Conocí a varios dirigentes cubanos en lo cotidiano. Pocas veces he visto esa austeridad y sencillez en dirigentes estatales: Manuel Piñeiro, comandante y responsable del poderoso Departamento América del CC del PCC, tuvo –desde que lo conocí– el mismo viejo Lada y vivió en una casa de 2 habitaciones sin lujos. Otra vez, invitado a conocer Varadero, tomamos un pequeño yate a las isletas. Al poco rato, nos acercamos a un viejo bote a la deriva. A bordo, había dos ministros, a quienes regresamos a puerto.
Reanudado el viaje, avistamos otra lancha, más discreta que la nuestra. Pescando sencillamente –a pulmón, con snorkel– estaba Fidel, en un raro momento de distensión. Sacó dos langostas del mar y las echó sobre la cubierta. Unas palabras y partimos, con el almuerzo que –al ajo– cocinaría el marinero.
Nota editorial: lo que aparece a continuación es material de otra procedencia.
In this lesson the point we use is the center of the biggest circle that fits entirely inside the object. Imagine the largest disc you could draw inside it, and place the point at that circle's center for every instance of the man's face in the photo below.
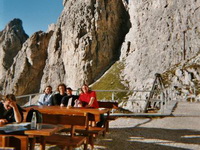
(85, 88)
(61, 89)
(48, 90)
(69, 92)
(7, 103)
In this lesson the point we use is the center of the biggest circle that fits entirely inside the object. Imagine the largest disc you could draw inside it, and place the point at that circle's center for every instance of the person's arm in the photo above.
(17, 115)
(3, 121)
(90, 102)
(63, 101)
(92, 99)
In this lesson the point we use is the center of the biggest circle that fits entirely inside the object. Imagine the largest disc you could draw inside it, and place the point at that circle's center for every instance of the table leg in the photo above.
(32, 142)
(42, 143)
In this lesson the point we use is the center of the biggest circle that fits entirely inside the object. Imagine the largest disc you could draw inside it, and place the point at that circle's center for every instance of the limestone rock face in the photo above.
(163, 34)
(86, 41)
(25, 74)
(11, 40)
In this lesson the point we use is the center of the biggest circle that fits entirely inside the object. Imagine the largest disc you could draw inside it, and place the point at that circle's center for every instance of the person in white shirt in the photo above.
(45, 98)
(70, 99)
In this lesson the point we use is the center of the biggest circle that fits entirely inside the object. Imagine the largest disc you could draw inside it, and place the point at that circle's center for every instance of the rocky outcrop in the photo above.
(163, 34)
(24, 76)
(11, 41)
(86, 41)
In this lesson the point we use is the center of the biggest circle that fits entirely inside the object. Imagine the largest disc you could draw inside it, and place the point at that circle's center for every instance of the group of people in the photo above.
(64, 97)
(10, 111)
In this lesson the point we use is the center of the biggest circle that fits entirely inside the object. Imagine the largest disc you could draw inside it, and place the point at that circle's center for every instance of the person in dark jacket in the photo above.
(70, 99)
(10, 111)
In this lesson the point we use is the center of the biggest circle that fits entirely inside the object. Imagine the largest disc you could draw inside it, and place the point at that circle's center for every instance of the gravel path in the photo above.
(179, 132)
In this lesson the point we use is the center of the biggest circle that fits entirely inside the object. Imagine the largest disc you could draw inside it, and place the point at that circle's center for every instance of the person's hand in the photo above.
(13, 104)
(68, 107)
(3, 121)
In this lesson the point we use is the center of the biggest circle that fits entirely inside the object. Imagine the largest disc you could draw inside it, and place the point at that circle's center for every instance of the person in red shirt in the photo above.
(88, 97)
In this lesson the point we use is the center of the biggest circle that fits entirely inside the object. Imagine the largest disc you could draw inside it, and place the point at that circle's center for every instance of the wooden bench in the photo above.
(17, 142)
(69, 141)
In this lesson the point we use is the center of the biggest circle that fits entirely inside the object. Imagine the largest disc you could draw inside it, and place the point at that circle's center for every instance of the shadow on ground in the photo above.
(149, 139)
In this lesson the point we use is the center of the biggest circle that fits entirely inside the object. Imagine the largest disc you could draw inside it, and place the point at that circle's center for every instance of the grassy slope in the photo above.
(111, 80)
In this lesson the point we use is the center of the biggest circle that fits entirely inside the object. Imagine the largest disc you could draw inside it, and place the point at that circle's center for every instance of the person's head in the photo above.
(9, 98)
(61, 88)
(85, 88)
(69, 91)
(48, 89)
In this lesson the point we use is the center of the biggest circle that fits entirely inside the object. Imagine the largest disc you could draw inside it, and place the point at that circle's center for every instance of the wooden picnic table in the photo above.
(57, 110)
(44, 131)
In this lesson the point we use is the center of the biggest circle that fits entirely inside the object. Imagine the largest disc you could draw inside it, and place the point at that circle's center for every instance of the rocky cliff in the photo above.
(11, 41)
(163, 34)
(24, 76)
(86, 41)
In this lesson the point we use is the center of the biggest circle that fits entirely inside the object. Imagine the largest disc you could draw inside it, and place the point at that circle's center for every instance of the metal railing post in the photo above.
(113, 96)
(30, 100)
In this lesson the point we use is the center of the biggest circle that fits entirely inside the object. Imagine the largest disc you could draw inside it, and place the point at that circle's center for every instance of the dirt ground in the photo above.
(178, 132)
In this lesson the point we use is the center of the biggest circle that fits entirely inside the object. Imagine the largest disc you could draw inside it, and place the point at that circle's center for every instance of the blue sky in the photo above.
(35, 14)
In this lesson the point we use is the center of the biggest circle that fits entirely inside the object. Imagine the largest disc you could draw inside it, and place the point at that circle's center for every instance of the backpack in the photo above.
(30, 114)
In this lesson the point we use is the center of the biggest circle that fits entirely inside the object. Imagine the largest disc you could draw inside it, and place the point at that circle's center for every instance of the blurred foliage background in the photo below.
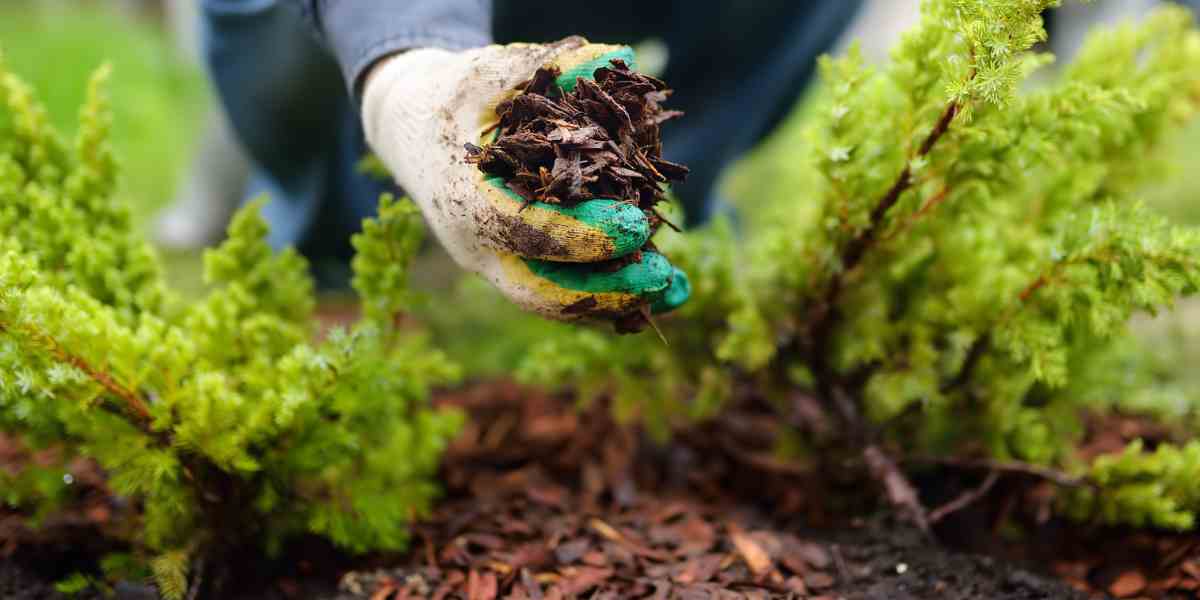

En enero del 2003, cuando Lula juró la presidencia, reencontré a Fidel. No lo veía años, lapso en que me rompí la cadera 2 veces y me operé en el Perú. Al abrazarme, preguntó primero: ¿y la cadera? Mi mujer quedó estática. Esa noche pensamos: esa selectiva memoria emocional –en un encuentro fuera de protocolo– revela la cualidad de pensar en “el otro”, y eso es parte de lo que hace de Cuba una potencia en educación, medicina, arte y deporte, un protagonista mundial de la dignidad y la solidaridad.